Suvannavejh concurred. He characterized big pharma’s mentality as, “Let them figure it out on their dime . . . and then we’ll buy them.”

And that appears to be what is happening. In December, Bristol Myers Squibb acquired Karuna Therapeutics and its investigational schizophrenia drug, KarXT, for $14 billion, and AbbVie picked up Cerevel Therapeutics and its neuropsychiatric pipeline for $8.7 billion. And last month, AbbVie—which has previously been active in the space—inked a potentially $2 billion deal with Gilgamesh Pharmaceuticals to develop psychedelic therapies for psychiatric disorders.

Greater Speed and Scalability

Beyond these deals, a handful of other large pharmaceutical companies do have neuropsychiatric programs. Johnson & Johnson’s Janssen has two assets, seltorexant and aticaprant, in Phase III studies for depression. Meanwhile, Merck has a Phase IIb program in schizophrenia, and Denmark-based Lundbeck is developing a Phase III asset in post-traumatic stress disorder, in partnership with Otsuka Pharmaceutical.

While there is significant innovation stemming from the efforts of smaller biotechs, Etkin said that big pharma’s greater involvement “would lend enthusiasm, energy, more money, more opportunity, like we see in other areas.” Development can also occur more quickly with the help of larger companies. “When you have big pharma get involved in a space, there is a capacity for scale and for speed that’s much harder to do in biotech.”

Etkin said there is not one ideal marriage between pharma and biotech in the neuropsychiatric space. While the traditional alliance has been through M&A, “There could be many other forms in terms of collaborations, trying to bring expertise in different ways at different stages,” he said. Whatever form it takes, he added, the key is to establish those connections. “Because a lot of those people over the years went to biotech, [collaboration] becomes a natural way to kind of reconstitute that field within those big pharmas.”

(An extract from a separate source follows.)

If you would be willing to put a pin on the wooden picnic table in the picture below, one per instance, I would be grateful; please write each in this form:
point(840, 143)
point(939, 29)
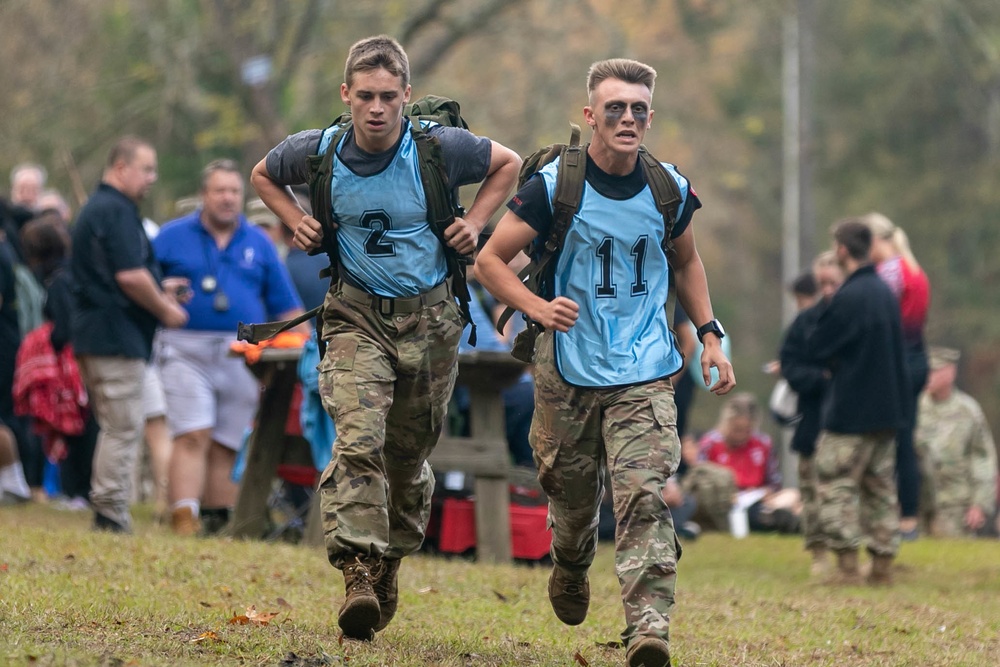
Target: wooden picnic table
point(483, 454)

Even when big pharma companies aren’t actively developing neuropsychiatric therapies, they can still be involved. Etkin noted that Novartis and Eli Lilly joined the Series B and Series C rounds, respectively, for Alto, which has had several mid-stage wins in depression over the past two years.

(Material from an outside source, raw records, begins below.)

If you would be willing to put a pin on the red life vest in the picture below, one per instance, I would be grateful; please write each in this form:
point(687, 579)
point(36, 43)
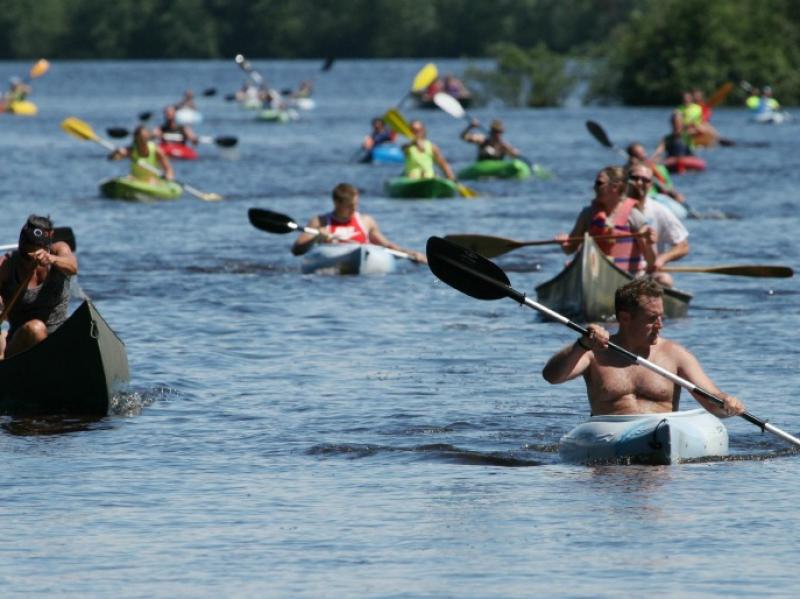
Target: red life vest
point(352, 230)
point(623, 252)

Karlin said that big pharma companies need to “be brave and be thoughtful.” Specifically, he said the industry needs to move away from the style of drug development based on the Diagnostic and Statistical Manual of Mental Disorders, where one psychiatric drug needs to address a single diagnosis.

“Big Pharma has always looked at this space as really important, just not knowing how to innovate,” Etkin said. “At the end of the day, it’s probably big pharma with biotech coming together to bring that innovation.”